I didn't know where to post this, since it deals with both UNIX & windows.

Anyway, is there a way to run this script on windows xp?


Code:


#!/bin/bash
# Finds the strongest unencrypted AP and tries to connect to it via dhcp
# Call this script like "wifi.sh wlan0"
TEMP=/tmp/bestap.tmp
LOCK=/var/lock/bestap.lock
if [ `whoami` != "root" ];then
        echo "Sorry, you need to be root to run this program"
        exit 1
fi

if [[ -z $1 ]];then
        echo "USAGE: $0 device"
        exit 1
else
        interface=$1
fi

# Checking for lock
if [[ -e $LOCK ]];then
        exit 1; # Too simply nothing to do here :)
else
        touch $TEMP $LOCK
fi


# Proggy
iwlist $interface scan > $TEMP
NumAPs=`cat $TEMP | grep ESSID | wc -l`
BestAP=0
BestQuality=-1
for i in `seq 1 $NumAPs`;
do
   # Check if AP is encrypted
   Encryption=`cat $TEMP | grep Encryption | head -n$i | tail -n1 | cut -d":" -f2`
   if [ $Encryption = "off" ]; then
      # Find AP with the highest quality
      QUALITY=`cat $TEMP | grep Quality | head -n$i | tail -n1 | cut -d":" -f2 | cut -d"/" -f1 | sed 's/ //g'`
      if [ "$QUALITY" -gt "$BestQuality" ]; then
         BestQuality=$QUALITY
         BestAP=$i
      fi
   fi
done
if [ $BestAP -gt 0 ]; then
   # Yay, we found an unencrypted AP:
   echo Connecting to...
   ESSID=`cat $TEMP | grep ESSID | head -n$BestAP | tail -n1 | cut -d""" -f2`
   echo ESSID=$ESSID
   MODE=`cat $TEMP | grep Mode | head -n$BestAP | tail -n1 | cut -d":" -f2`
   echo Mode=$MODE
   CHANNEL=`cat $TEMP | grep Channel | head -n$BestAP | tail -n1 | cut -d"(" -f2 | sed 's/Channel //g' | sed 's/)//g'`
   echo Channel=$CHANNEL
   # Connect
   iwconfig $interface essid $ESSID mode $MODE channel $CHANNEL
   if [ -e /etc/dhcpc/dhcpcd-${interface}.pid ]; then
      rm /etc/dhcpc/dhcpcd-${interface}.pid
   fi
   dhcpcd $interface
   # Cleanup
fi
rm -f $TEMP $LOCK

Also, would anyone know how to make this file executable? I know the code to do it, but I do not know where to place it in the script.

thanks!


----------



## lotuseclat79

If you download and install the Cygwin environment for Windows you may be able to execute the script.
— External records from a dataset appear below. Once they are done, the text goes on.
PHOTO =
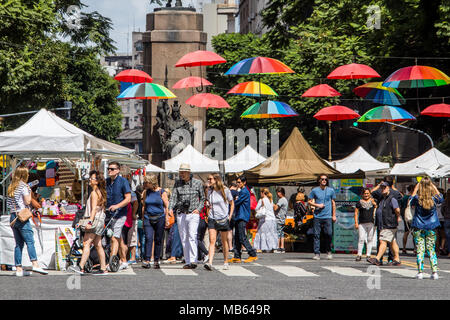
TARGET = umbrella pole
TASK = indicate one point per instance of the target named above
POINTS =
(329, 140)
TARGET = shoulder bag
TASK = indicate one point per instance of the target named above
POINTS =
(408, 213)
(222, 224)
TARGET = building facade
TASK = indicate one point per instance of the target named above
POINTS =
(250, 20)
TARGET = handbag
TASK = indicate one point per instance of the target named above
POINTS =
(24, 215)
(261, 213)
(408, 213)
(221, 224)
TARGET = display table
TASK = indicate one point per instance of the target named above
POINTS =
(45, 252)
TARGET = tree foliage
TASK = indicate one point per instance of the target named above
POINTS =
(44, 62)
(314, 37)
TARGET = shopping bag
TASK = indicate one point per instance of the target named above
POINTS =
(62, 249)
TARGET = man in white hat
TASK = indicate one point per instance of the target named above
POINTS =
(187, 201)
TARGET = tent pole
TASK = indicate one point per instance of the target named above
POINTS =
(329, 140)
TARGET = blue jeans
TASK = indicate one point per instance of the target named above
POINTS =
(154, 231)
(177, 247)
(327, 226)
(23, 233)
(447, 232)
(240, 239)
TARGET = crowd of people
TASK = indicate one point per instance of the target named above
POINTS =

Within a Cygwin terminal window you might be able to issue the chmod command to make the script executable: 
# chmod 700 scriptname
i.e. in a Unix-like environment, the chmod command is issued to make a shell file executable, i.e. which you could do from within a script that you generate, or issue a command like: 
# sh scriptname
where the 'sh' script is a link to the 'bash' shell executable.

I base these statements on:
1) I think Cygwin has a bash shell - but, I do not know for sure.
2) If Cygwin has a bash shell, it might have a chmod command as well - but, I do not know for sure.

Note: The Cygwin gcc compiler would have to be able to compile those commands for this to work, i.e. the bash shell, and the chmod command.

Here is a link to Cygwin where you may be able to find the answers to those questions in the FAQ: http://www.cygwin.com

-- Tom


----------



## Bigjohn123

It worked, thanks! I have cygwin, but I never knew where to issue the chmod command. Now I know, thanks again.


----------